HACKER Q&A
📣 toomuchtodo

How are you managing your prompts?


How are you cataloging, maintaining, versioning your prompts? Are you relying primarily on one toolchain where they are organizing by default in the toolchain interface (but locked in the toolchain)? Or are you using some other mechanism? Are you using a mechanism that enables you to share and permission them with team members, colleagues, friends?

The intent with this inquiry is to improve my own workflow(s) and potentially those of others interested in this topic. Thank you!


  👤 paulcole Accepted Answer ✓
I don't do this at all. I find that being obsessed with optimizing prompts is exactly what's not needed at this stage of AI's development.

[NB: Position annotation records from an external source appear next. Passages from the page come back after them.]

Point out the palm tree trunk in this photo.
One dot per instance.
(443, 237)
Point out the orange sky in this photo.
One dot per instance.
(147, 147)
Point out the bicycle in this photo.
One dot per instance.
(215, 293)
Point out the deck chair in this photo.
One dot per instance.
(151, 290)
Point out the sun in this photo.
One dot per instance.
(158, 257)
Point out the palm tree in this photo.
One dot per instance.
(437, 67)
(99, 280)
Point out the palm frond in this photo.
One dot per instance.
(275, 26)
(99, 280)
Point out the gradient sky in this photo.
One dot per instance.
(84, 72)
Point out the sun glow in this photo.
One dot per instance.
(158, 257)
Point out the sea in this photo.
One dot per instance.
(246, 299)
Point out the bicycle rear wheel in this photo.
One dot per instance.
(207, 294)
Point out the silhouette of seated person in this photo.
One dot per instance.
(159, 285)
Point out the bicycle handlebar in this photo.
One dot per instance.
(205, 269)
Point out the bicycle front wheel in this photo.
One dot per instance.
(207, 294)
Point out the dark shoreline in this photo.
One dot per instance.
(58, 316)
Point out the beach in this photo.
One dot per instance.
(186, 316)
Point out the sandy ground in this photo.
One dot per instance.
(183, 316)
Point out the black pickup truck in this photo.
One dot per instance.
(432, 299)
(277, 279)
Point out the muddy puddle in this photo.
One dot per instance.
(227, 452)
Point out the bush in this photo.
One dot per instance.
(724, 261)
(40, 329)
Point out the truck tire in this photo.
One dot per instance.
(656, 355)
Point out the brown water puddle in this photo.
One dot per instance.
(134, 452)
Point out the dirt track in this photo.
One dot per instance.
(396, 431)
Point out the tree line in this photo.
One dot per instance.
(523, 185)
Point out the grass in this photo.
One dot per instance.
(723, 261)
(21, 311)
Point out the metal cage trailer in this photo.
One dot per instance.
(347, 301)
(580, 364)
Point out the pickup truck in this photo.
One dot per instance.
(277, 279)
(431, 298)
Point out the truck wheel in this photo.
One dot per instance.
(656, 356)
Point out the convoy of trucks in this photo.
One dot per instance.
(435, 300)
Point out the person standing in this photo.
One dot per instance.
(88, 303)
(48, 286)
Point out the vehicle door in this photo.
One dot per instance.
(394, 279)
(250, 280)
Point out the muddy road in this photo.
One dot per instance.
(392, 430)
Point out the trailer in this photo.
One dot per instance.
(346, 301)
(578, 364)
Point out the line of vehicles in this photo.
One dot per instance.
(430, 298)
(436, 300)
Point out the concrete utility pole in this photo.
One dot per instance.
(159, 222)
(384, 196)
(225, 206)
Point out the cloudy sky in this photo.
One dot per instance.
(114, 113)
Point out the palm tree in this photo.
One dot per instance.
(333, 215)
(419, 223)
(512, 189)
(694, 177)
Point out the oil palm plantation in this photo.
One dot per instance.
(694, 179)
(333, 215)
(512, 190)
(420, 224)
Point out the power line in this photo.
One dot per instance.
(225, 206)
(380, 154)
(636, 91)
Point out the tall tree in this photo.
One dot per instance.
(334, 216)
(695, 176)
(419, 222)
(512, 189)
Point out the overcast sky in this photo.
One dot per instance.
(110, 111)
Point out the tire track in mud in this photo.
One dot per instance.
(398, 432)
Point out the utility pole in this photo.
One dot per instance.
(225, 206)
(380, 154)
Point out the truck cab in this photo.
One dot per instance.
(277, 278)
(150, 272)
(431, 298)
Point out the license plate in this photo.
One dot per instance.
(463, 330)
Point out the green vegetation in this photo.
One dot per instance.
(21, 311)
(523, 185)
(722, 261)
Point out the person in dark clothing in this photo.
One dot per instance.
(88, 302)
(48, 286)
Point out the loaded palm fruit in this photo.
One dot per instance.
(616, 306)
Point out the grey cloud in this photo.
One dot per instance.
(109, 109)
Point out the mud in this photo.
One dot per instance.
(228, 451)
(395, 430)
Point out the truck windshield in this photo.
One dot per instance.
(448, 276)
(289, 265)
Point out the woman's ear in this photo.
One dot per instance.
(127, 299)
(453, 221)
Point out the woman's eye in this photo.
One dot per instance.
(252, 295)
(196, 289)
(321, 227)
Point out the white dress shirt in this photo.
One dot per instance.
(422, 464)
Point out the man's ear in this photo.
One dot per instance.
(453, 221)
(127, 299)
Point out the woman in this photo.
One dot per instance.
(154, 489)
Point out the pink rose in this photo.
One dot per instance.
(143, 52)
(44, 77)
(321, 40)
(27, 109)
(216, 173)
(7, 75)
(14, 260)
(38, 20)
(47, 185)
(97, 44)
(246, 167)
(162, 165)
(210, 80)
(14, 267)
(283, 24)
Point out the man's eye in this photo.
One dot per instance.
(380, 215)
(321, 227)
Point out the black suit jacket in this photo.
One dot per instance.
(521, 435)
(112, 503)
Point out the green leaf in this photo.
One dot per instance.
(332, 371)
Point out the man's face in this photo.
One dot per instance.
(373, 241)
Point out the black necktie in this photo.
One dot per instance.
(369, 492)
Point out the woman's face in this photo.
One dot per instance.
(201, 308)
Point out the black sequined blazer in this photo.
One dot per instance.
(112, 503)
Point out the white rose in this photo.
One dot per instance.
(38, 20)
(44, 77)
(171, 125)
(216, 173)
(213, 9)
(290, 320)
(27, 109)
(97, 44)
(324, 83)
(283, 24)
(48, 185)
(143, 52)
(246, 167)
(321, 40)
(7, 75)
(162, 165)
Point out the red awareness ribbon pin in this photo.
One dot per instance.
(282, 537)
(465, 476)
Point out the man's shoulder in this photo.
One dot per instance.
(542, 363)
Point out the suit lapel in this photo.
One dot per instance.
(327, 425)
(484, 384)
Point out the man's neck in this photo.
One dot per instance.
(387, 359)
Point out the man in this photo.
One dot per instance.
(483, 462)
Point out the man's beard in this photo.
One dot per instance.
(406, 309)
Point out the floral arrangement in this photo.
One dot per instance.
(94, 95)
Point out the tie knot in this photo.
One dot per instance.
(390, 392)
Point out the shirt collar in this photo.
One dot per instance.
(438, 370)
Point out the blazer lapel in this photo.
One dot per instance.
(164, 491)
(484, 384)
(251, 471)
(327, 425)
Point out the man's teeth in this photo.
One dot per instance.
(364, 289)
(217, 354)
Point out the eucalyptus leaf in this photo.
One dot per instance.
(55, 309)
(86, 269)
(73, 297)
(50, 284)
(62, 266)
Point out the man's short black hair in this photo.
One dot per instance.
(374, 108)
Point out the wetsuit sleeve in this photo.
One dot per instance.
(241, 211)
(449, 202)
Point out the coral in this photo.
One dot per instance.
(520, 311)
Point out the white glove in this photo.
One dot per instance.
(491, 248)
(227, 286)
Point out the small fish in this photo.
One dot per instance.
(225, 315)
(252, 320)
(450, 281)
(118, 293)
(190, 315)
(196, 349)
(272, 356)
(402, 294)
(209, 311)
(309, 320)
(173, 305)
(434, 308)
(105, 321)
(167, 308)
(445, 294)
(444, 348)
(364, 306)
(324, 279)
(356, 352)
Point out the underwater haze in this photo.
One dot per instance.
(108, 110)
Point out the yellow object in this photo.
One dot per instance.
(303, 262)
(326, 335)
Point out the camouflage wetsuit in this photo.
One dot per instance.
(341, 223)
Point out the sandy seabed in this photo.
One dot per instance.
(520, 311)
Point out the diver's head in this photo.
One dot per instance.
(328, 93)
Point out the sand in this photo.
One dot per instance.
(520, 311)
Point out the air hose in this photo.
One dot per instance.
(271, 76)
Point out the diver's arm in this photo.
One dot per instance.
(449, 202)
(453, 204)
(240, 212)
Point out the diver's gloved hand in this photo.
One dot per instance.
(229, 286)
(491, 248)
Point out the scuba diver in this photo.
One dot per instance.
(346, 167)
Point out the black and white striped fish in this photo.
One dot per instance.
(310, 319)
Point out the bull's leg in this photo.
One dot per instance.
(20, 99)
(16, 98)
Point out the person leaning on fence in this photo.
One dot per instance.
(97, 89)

I just prompt as I go and find that the "cost" of prompting again to get a better output is lower than the cost of having some system for cataloging, maintaining, and versioning my prompts.

I might be wrong but I'm getting good results out of LLMs.


👤 sebastiennight
To clarify, you seem to be asking about end-users storing their (eg. ChatGPT) prompts, not software devs managing the prompts they use in the API?

These are two very different questions.


👤 runjake
Past discussion, which may be helpful:

Ask HN: How do you manage your prompts in ChatGPT? https://news.ycombinator.com/item?id=41479189

I'm curious to see how people's workflows have changed.

Us, we manually catalog them in well-named Markdown files and folders and store in a git repo. I would like a more taxonomical approach.


👤 hchak
promptlayer is great. Highly recommend for prompt versioning, play grounding, etc.